AI Honesty?

Sports Illustrated is the latest publication to face scandalous revelations about its use of AI to produce articles. More precisely, SI claims that it innocently bought AI-generated articles from AdVon, which AdVon claims were human-written even though they had fake authors with fake headshots and fake bios. One seasoned sportswriter pointed out that “The conventions of sports writing—the who, what, when, where and how—are so established at this point that they are unusually easy to emulate by a robot,”

But SI is not the only miscreant to use generative AI content without copping to it. Pew Research found that about 20% of kids who know about ChatGPT have used it to help with their homework. The proportion is higher for more affluent kids, and these are the kids who are most likely to have heard of ChatGPT in the first place. AI tools give them yet another advantage over the young people on the other side of the digital divide.

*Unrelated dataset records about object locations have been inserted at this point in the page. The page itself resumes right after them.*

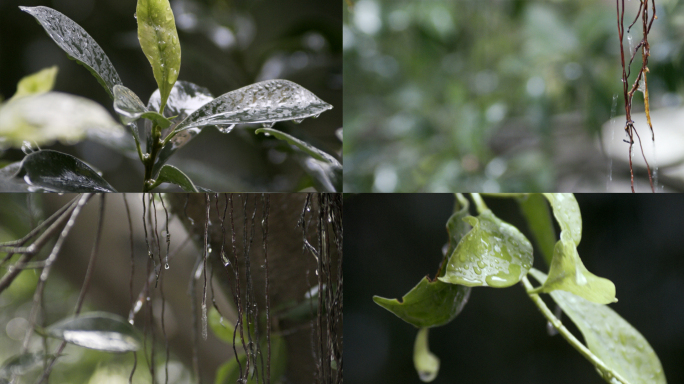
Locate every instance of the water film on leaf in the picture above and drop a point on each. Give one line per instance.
(77, 44)
(610, 337)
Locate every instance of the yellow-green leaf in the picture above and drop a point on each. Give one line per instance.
(159, 41)
(568, 273)
(37, 83)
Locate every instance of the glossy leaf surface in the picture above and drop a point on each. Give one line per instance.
(159, 41)
(59, 172)
(53, 116)
(37, 83)
(98, 330)
(619, 345)
(493, 254)
(129, 106)
(567, 213)
(301, 145)
(434, 303)
(78, 45)
(568, 273)
(173, 175)
(425, 362)
(264, 102)
(535, 208)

And it’s not just school and leisure that are being affected by AI dishonesty. Lawyers have used ChatGPT to write up briefs, since automating jobs that are dull, dirty, and dangerous is normal behavior. Unfortunately, they’ve repeatedly found that their robot helper makes thing sup, including cases cited as precedents. In a case that threatened sanctions for the lawyer discovers using AI, the attorney explained that he “did not understand it was not a search engine, but a generative language-processing tool.”


This kind of issue doesn’t come up in manufacturing. Our use of automation is straightforward. We don’t pretend that an artisan painstakingly hand-carved the goods we churn out in our factories. When we use AI to plan maintenance or to optimize workflow, we’re more likely to brag about it than to hush it up.

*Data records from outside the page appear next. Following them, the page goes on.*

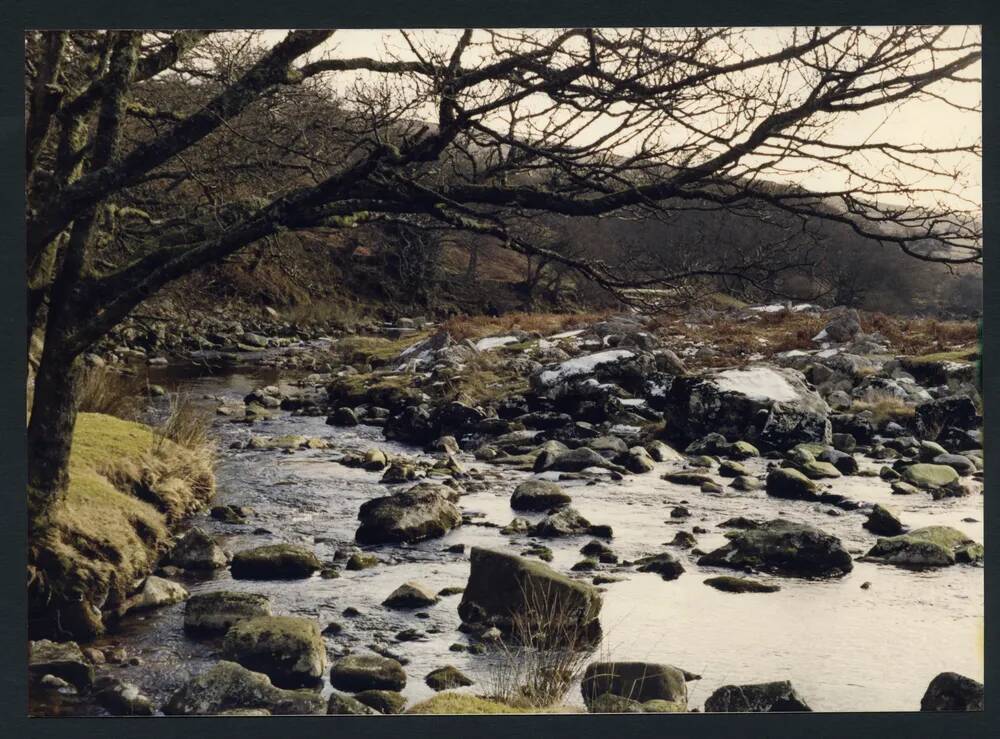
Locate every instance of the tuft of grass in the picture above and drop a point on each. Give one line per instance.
(101, 390)
(477, 327)
(113, 523)
(545, 653)
(885, 407)
(451, 703)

But that’s on the factory floor. Do you use Microsoft Outlook’s email suggestions, sending, “No problem! Have a great day!” with one click instead of thinking through a personal answer? Maybe you’ve got a chatbot at your company website, pretending to be a caring customer service representative when it’s actually powered by an algorithm? Chances are good that you’re using AI somewhere in your hiring process. These actions could trigger complaints if regulations requiring honest admission of AI use were constructed, as has been proposed.

The White House‘s proposed AI regulations require the Secretary of Commerce to come up with ways to do the following things:

          (i)    authenticating content and tracking its provenance;

(ii)   labeling synthetic content, such as using watermarking;

(iii)  detecting synthetic content;

They also include this: “In the workplace itself, AI should not be deployed in ways that undermine rights, worsen job quality, encourage undue worker surveillance, lessen market competition, introduce new health and safety risks, or cause harmful labor-force disruptions.” We can imagine ways that covert use of AI could lead to these kinds of issues.

It’s clear that we as a society aren’t fully accepting of the use of generative AI the way we accept the use of calculators. It also seems fairly clear that we don’t have full consensus that all use of AI should be openly acknowledged. We probably need to make decisions about this soon.